Purchasing A New Home? What Should You Know About Potential Air Conditioner Problems?

If you're about to put an offer in on your next home, you may be excited at the prospect of finishing the inspection, appraisal, offer process, and finally closing on your new home. However, few things can dampen the new homeowner glow like unexpected problems with your air conditioning unit, and shelling out a few thousand dollars for repair or replacement while you're already juggling closing costs, moving costs, and other expenses can be quite a blow. 

What can you do to identify and correct these problems before purchasing your home? Read on to learn more about some of the most common potential problems that may arise from your new home's air conditioning unit, as well as what you should be looking for during your pre-purchase inspection:

What are some common air conditioning problems that may arise? 

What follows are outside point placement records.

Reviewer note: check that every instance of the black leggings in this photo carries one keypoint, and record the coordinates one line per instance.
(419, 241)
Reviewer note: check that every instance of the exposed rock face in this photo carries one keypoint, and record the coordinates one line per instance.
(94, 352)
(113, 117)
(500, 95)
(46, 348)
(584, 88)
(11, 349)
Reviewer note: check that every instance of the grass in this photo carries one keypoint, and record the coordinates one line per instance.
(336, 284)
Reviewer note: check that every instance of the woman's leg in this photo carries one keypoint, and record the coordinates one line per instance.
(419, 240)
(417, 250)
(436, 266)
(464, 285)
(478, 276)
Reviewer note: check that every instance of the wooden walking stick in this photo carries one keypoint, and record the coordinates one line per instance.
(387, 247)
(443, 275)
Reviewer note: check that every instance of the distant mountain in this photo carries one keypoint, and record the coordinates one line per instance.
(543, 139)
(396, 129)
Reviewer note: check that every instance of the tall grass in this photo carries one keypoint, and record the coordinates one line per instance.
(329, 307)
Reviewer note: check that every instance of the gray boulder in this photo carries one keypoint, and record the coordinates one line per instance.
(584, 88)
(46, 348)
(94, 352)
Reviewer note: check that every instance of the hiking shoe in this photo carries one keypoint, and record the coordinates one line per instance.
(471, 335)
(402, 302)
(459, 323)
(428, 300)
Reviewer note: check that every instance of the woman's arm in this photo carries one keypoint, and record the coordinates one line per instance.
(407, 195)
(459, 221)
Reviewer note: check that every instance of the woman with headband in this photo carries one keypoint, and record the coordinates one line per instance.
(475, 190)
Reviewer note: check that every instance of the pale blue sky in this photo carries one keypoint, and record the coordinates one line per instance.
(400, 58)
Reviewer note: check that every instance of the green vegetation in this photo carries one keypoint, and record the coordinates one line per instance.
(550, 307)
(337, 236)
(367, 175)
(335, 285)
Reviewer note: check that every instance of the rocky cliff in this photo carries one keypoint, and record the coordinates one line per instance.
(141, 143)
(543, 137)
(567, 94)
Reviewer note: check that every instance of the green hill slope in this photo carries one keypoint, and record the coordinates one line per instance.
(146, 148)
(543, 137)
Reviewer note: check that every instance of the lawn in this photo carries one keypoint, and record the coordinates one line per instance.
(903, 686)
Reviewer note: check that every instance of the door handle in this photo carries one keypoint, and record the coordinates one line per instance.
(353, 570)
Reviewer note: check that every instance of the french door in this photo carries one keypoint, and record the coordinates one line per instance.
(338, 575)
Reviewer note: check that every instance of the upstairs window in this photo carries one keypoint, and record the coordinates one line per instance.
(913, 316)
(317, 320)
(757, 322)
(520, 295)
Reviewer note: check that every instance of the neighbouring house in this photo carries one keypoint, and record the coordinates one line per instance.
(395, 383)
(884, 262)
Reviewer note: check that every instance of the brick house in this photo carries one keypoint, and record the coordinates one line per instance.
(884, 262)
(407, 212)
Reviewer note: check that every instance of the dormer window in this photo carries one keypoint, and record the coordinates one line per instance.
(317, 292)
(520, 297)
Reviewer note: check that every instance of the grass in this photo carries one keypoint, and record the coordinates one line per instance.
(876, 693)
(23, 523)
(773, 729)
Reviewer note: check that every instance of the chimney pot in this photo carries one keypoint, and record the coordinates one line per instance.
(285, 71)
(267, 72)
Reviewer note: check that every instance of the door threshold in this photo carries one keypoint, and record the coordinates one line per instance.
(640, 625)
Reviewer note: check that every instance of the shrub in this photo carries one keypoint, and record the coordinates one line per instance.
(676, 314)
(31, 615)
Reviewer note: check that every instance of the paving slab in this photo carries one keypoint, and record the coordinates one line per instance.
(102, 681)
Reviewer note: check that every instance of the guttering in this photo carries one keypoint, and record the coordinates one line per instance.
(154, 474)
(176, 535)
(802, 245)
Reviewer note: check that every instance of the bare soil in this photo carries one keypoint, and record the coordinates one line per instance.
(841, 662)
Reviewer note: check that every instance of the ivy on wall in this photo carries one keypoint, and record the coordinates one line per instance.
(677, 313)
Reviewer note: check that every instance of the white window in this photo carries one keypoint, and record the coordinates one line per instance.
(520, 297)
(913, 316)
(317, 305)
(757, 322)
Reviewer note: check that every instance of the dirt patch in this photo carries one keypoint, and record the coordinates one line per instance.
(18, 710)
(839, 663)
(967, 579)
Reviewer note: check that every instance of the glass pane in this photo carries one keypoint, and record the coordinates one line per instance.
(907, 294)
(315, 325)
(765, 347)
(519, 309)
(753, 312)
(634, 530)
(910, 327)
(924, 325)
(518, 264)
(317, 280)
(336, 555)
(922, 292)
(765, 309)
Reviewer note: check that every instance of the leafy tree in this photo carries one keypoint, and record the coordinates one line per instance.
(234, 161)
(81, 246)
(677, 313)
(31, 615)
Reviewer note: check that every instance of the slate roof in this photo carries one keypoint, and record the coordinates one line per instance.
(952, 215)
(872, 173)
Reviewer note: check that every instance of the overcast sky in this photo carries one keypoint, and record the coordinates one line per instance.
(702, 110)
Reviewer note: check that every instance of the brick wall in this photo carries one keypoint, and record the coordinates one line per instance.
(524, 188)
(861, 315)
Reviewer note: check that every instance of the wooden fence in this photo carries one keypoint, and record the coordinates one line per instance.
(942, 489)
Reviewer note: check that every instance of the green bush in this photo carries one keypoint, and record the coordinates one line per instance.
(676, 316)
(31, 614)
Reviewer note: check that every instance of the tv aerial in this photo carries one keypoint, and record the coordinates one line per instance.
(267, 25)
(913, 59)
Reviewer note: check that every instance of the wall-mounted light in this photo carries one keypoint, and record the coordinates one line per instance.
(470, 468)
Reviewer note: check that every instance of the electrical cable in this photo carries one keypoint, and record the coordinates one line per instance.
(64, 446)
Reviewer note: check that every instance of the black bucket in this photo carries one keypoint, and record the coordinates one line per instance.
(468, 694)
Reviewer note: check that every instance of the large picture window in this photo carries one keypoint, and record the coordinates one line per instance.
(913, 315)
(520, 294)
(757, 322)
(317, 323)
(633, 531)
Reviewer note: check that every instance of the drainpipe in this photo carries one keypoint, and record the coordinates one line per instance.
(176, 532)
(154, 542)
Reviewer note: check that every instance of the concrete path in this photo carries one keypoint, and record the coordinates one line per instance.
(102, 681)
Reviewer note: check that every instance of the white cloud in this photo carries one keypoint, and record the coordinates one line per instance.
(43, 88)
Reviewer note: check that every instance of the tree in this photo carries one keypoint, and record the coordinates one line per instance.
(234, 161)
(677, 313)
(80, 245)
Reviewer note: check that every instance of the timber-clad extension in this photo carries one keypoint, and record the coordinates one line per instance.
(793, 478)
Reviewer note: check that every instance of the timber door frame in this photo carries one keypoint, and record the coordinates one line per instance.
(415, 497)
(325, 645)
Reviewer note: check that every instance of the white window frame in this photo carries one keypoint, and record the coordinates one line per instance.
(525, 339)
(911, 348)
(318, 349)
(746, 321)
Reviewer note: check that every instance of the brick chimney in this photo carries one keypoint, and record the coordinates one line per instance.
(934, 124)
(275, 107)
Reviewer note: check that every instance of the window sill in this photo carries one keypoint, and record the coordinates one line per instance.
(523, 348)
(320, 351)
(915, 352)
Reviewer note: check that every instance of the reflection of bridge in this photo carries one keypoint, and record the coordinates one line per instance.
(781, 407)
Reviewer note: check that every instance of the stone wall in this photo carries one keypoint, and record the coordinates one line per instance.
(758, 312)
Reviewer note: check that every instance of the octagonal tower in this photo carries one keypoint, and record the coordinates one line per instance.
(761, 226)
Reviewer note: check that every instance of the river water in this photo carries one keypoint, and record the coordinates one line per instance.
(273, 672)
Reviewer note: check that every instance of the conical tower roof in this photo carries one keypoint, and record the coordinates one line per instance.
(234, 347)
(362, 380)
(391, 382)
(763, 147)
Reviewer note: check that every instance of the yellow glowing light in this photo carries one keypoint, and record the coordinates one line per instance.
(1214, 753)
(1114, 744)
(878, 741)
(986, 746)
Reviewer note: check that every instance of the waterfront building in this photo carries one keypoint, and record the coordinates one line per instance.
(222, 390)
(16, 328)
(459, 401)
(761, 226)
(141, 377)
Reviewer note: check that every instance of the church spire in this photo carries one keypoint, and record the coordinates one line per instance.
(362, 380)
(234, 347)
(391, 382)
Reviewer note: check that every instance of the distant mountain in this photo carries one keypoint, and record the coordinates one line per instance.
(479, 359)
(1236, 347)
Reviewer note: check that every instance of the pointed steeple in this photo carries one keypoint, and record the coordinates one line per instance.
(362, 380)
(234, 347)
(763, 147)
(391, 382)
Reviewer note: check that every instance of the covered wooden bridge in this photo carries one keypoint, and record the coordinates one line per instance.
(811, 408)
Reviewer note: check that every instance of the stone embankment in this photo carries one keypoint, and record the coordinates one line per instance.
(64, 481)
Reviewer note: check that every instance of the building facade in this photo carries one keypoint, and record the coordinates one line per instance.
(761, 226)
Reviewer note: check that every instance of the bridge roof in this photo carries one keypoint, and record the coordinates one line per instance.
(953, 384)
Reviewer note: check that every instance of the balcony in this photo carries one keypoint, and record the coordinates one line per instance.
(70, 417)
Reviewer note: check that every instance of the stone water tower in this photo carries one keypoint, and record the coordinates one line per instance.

While most home sellers take steps to improve their home's "curb appeal" prior to listing it for sale, this process often focuses on cosmetic improvements and major (or noticeable) issues with appliances, electrical systems, and other issues that are likely to come out during an inspection. Even if the air conditioner has required refills of coolant for the last few summers, as long as it can limp through the present one without major repairs, a home seller may rationalize that these issues don't need to be disclosed. 

Some of the most common issues that can arise with a central air conditioning unit include a leak somewhere in the system (causing the unit to cycle on and off frequently as it tries to achieve the set temperature), a corroded compressor coil, or an electrical issue caused by a frayed or severed cord. While some of these issues can become apparent through the home inspection process, others come on far more gradually, and a home inspector may not be able to diagnose a slow coolant leak without going well beyond the typical home inspection.

How can you minimize your risk of encountering air conditioner issues after purchasing your home?

If you're not sure you want to shell out for an air-conditioner-specific inspection before putting in an offer on your next home, you may still want to schedule one after your closing. A thorough inspection can raise any red flags right away, allowing you to make an informed decision when it comes to scheduling repairs during off-peak times or engaging in preventive maintenance to prevent your air conditioner from giving out during one of the hottest days of the year.